Le Salon du dessin est certes une « foire » dédiée à un seul médium et ce n’est pas un détail – il n’existe pas de Salon de la peinture ou de Salon de la sculpture –, mais il est aussi un véritable laboratoire de réflexion. Il constitue un espace et un moment uniques pour apprécier l’évolution du goût pour le dessin. Lors de la dernière édition, en juin 2022, déjà des signaux très forts montraient que les lignes avaient quelque peu bougé.
Cette année, nous sommes presque aux antipodes des manifestations d’il y a dix ou douze ans. Les accrochages se sont sensiblement allégés. Même des exposants « historiques » ont modifié leur présentation, et cela ne tient pas seulement à la manière de planter des clous sur des cimaises ! Sur le stand de Pandora Old Masters, Christian Lapeyre et Lester Carissimi ont placé au centre du pan de mur principal un Double autoportrait de la folie d’Antonio Mancini (1852-1930) datant de 1881, entouré d’un cadre très imposant. Le statut même de l’objet est différent et il n’est pas nécessairement destiné à des amateurs de dessins, à moins justement que ces derniers soient en train de changer leur propre façon de les exposer. Chez Terrades, la sélection est de très grande qualité et l’accrochage est ici aussi plus allégé. Le sentiment d’un changement subtil s’empare du visiteur averti comme si un vent léger de nouveauté caressait l’ADN de la galerie. Il n’est d’ailleurs pas nécessaire d’en faire trop quand on présente une œuvre aussi subtile que l’étude de tête d’homme de Pierre-Paul Prud’hon, préparatoire à l’œuvre iconique de Constance Mayer, Le Rêve du bonheur.

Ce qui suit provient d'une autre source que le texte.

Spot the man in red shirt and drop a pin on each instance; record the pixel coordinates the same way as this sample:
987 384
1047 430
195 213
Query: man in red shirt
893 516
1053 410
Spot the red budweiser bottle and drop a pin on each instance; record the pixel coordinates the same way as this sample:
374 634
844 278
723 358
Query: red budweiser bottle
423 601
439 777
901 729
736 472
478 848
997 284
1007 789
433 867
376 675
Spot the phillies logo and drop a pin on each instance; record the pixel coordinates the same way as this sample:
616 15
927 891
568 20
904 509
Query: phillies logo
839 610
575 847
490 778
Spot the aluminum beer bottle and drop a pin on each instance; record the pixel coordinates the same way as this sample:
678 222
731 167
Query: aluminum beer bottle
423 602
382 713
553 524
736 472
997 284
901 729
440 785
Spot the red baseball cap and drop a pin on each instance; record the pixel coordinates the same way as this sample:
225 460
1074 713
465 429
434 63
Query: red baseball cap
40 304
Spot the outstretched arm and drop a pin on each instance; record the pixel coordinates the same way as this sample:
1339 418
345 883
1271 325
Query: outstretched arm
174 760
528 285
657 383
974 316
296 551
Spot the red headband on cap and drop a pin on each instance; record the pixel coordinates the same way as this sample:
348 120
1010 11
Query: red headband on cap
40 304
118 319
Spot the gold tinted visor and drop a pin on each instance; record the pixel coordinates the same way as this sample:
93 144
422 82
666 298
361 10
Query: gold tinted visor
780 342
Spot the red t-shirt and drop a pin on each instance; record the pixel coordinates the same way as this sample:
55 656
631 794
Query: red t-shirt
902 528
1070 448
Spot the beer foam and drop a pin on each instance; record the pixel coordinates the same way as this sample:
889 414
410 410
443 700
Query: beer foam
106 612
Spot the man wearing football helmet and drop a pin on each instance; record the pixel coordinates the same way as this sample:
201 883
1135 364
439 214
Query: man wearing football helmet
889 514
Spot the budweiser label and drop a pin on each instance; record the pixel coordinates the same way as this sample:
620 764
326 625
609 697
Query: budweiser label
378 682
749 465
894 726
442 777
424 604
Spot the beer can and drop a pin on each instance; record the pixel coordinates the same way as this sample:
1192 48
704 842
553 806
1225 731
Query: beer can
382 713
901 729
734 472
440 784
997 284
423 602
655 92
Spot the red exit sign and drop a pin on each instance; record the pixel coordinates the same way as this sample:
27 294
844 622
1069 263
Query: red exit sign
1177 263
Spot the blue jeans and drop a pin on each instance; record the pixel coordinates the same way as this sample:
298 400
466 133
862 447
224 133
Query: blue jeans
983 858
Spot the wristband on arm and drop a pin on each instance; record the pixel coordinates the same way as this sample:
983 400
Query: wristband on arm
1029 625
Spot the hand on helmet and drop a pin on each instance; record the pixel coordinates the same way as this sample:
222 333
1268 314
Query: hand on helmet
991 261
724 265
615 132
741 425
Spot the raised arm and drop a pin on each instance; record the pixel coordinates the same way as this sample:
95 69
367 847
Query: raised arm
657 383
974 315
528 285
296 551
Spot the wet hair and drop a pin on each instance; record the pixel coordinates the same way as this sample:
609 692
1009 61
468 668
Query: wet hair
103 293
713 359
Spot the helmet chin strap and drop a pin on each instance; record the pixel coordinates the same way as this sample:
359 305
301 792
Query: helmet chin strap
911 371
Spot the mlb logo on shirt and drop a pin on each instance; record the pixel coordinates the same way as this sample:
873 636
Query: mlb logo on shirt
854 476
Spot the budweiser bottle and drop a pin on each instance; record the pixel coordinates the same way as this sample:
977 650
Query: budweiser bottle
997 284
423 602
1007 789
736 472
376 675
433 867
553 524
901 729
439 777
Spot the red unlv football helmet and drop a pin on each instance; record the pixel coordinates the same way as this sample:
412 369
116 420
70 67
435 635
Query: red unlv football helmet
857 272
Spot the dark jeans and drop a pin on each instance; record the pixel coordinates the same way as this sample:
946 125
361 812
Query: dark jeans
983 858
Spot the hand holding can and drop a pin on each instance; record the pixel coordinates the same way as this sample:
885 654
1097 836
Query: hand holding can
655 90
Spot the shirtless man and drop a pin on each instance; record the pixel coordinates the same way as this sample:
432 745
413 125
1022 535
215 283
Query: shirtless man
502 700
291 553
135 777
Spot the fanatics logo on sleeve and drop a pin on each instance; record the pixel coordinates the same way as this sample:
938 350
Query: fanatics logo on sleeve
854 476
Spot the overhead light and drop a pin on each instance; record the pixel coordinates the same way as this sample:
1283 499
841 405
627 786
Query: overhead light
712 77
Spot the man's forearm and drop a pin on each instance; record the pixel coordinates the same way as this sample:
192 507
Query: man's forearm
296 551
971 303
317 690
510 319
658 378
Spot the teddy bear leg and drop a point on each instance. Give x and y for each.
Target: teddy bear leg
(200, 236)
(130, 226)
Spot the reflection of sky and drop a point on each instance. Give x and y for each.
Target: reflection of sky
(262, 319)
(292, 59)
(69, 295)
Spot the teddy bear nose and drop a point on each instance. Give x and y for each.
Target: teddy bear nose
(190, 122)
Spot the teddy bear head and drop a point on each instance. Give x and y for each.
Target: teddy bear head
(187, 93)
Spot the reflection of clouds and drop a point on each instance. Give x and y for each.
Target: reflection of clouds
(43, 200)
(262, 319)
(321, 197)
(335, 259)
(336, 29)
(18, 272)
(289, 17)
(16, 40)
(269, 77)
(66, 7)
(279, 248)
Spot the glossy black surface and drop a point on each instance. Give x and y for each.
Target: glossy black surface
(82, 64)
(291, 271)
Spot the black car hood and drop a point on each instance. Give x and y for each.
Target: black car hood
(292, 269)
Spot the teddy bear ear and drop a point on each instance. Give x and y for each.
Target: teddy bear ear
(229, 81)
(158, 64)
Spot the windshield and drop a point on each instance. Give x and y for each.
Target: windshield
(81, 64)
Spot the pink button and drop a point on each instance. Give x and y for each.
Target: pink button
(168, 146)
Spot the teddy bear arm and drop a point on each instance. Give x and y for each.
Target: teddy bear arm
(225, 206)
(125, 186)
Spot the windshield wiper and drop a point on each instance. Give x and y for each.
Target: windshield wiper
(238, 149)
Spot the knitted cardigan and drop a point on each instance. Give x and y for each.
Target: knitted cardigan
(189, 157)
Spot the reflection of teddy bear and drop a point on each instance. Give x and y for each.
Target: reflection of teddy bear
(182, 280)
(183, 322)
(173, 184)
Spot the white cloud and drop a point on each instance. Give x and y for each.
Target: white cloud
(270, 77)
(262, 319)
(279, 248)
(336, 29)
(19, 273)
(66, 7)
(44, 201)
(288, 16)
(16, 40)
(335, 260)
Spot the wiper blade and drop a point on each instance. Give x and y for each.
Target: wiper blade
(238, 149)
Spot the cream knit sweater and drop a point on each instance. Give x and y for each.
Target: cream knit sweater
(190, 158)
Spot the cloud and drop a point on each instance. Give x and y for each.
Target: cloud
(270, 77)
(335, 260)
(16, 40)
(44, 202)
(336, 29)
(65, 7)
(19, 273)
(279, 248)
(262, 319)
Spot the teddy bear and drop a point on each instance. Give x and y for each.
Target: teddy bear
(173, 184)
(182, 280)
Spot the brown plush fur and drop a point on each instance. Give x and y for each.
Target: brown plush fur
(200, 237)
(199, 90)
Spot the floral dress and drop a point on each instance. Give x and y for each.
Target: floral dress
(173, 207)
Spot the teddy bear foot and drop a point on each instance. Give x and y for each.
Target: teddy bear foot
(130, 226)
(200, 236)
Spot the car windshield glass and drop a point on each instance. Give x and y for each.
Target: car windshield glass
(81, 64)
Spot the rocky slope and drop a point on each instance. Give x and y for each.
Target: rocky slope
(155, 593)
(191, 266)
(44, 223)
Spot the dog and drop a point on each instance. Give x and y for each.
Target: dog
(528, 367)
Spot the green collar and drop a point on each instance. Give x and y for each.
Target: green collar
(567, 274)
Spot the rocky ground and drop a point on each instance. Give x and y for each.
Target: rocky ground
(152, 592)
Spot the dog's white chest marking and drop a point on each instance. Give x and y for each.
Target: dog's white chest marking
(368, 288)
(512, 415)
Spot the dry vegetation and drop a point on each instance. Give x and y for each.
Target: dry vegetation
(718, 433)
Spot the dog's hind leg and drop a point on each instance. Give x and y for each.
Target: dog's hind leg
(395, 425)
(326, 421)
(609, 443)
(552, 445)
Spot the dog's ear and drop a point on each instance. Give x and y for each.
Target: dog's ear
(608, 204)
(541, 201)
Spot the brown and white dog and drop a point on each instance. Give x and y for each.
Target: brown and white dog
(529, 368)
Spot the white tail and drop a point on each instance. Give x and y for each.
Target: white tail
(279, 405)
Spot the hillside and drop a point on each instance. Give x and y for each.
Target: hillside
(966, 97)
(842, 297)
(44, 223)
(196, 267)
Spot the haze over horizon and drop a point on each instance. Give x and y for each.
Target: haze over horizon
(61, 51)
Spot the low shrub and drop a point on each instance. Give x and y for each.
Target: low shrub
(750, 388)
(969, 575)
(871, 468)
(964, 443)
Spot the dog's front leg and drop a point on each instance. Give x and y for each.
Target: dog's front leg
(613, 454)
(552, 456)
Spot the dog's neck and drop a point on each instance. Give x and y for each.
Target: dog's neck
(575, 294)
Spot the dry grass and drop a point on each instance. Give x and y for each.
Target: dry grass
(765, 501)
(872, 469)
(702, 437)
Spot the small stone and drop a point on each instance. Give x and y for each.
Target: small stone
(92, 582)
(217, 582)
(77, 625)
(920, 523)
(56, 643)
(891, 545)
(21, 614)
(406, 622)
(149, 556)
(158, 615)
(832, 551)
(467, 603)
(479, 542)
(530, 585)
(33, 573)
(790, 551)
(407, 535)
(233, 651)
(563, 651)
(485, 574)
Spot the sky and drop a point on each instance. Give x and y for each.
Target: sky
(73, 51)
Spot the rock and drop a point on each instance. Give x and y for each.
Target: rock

Le Salon est aussi l’occasion de mesurer les forces en présence. Les très grands marchands étrangers tels Mark Brady (New York), Florian Härb (Londres) ou Jean-Luc Baroni (Londres) ont sorti le grand jeu et des noms à faire pâlir d’envie les impétrants. Mais ils exposent aussi, au fur et à mesure que les années passent, des œuvres beaucoup moins attendues. Dans le monde du dessin, « l’œil » du marchand est une combinaison entre ses connaissances et son goût. Chez Brady, Rome, le forum, le temple de Saturne d’Auguste Anastasi ou L’Homme en costume japonais de Giuseppe Signorini sont sans doute les plus belles feuilles réalisées par ces deux artistes méconnus, mais elles « tiennent » à côté des Degas et autres célébrités. Beaucoup jouent la carte de l’audace. Hervé Aaron (galerie Didier Aaron) n’aurait certainement jamais songé à mettre sur un piédestal Hélène Andersen, artiste de l’école danoise du premier quart du XXe siècle, si ce n’était pour cette Étude de masque en plâtre. Que dire aussi du Portrait du duc de Chaulnes représenté en Hercule par Nattier à la galerie de Bayser ? Nous sommes loin du Nattier policé…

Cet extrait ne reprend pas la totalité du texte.